The author of both books says King’s stance on gay rights is unclear because the Ebony advice column may be the only public exchange on record where he touches on the morality of homosexuality.

Yet King would have been a champion of gay rights today because of his view of Christianity, says Michael Long, author of, “I Must Resist: Bayard Rustin’s Life in Letters,” who shared the story of King’s Ebony letter.

“Dr. King never publicly welcomed gays at the front gate of his beloved community. But he did leave behind a key for them - his belief that each person is sacred, free and equal to all to others,” says Long, also author of the upcoming “Keeping it straight? Martin Luther King, Jr., Homosexuality, and Gay Rights.”

Did King’s dream include gay people?

One person close to King, though, would disagree.

Rev. Bernice King led a march to her father’s graveside in 2005 while calling for a constitutional ban on gay marriage. She was joined by Bishop Eddie Long, senior pastor of New Birth Missionary Church in Georgia, where she served as an elder at the time. Long, who recently settled out of court with four young men who filed lawsuits claiming he coerced them into sexual relationships, publicly condemned homosexuality.

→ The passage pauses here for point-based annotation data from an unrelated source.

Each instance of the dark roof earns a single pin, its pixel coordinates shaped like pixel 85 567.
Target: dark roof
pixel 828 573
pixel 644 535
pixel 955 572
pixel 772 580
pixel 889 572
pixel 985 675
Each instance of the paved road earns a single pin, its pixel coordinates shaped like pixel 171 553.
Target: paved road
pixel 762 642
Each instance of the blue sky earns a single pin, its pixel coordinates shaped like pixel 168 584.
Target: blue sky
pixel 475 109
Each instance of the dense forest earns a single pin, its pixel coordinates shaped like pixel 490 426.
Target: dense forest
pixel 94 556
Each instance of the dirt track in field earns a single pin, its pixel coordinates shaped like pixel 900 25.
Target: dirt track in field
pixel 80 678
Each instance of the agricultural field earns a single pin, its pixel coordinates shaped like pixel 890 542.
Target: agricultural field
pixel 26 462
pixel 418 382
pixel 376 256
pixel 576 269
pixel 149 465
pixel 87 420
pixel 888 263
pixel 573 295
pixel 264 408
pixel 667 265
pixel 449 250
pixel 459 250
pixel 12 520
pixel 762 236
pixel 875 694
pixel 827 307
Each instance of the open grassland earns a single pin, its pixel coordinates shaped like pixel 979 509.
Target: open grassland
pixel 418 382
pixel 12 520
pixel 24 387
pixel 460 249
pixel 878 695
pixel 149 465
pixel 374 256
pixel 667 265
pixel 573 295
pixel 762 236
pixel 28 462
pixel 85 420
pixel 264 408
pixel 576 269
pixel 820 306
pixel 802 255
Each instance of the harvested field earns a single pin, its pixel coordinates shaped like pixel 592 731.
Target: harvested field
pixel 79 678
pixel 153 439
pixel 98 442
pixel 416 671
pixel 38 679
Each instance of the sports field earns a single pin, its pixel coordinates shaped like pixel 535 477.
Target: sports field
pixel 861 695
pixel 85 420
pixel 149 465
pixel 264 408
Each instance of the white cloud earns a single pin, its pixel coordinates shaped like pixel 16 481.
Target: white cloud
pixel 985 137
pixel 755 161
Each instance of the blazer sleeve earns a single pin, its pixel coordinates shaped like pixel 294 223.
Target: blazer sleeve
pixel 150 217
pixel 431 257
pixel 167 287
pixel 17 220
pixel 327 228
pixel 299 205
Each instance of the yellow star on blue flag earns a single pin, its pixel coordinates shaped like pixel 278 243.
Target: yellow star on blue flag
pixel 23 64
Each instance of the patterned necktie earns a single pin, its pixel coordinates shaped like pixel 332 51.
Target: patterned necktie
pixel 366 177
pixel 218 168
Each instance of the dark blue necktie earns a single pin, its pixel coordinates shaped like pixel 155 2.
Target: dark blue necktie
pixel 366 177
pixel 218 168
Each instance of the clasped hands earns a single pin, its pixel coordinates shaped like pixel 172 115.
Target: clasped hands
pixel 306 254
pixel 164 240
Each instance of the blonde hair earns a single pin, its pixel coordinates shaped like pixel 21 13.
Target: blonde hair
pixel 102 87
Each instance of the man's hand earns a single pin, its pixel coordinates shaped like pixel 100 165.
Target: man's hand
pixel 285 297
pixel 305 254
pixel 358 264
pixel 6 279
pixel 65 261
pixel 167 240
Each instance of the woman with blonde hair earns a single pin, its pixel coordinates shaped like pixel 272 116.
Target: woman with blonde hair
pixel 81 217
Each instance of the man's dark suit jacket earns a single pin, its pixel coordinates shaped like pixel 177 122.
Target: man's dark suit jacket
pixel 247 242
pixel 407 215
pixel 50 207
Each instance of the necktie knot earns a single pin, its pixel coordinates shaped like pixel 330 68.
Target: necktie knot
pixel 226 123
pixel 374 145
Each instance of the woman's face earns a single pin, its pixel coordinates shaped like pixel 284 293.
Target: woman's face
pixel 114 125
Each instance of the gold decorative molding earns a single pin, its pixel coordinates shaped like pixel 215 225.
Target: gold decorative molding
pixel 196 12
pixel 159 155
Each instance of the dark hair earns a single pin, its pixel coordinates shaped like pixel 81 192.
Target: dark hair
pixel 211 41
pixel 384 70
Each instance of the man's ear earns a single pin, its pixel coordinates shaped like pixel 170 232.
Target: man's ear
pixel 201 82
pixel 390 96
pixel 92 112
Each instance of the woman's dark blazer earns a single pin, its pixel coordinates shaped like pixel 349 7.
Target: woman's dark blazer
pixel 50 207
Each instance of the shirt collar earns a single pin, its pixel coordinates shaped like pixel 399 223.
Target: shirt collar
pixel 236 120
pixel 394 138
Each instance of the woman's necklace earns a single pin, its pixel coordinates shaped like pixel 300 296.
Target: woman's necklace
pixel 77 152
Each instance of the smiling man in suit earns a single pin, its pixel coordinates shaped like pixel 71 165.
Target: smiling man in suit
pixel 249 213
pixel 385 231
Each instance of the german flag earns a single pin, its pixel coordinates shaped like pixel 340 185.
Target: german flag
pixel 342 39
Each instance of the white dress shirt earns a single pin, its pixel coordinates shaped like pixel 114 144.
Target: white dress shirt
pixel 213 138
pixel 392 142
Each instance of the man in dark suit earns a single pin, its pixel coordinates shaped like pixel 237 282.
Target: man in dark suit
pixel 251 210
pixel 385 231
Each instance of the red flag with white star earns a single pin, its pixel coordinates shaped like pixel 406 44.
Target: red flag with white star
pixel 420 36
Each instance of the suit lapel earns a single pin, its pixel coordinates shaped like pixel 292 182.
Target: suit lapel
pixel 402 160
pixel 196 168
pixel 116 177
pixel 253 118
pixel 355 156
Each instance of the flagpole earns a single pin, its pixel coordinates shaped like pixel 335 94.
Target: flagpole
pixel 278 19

King did not answer an interview request, but she has spoken publicly about her views.

During a speech at a church meeting in New Zealand, she said her father “did not take a bullet for same-sex marriage.”

Yet her mother, Coretta Scott King, was a vocal supporter of gay rights. One of her closest aides was gay. She also invoked her husband’s dream.

Ravi Perry, a political science professor at Clark University in Worcester, Massachusetts, said King’s widow once said in a public speech that everyone who believed in her husband’s dream should “make room at the table of brother and sisterhood for lesbian and gay people.”

There is no private or public record of King condemning gay people, Perry says. Even the FBI’s surveillance of King’s private phone conversations didn’t turn up any moment where King disparaged gay people, she says.

“If Dr. King were anti-gay, there would likely be a sermon, a speech, a recording of some kind indicating such,” she says. “And knowing how closely his phones were tapped; surely there would be a record of such statements.”

Those who say King did not condemn gays and would have supported gay rights today point to King’s theology.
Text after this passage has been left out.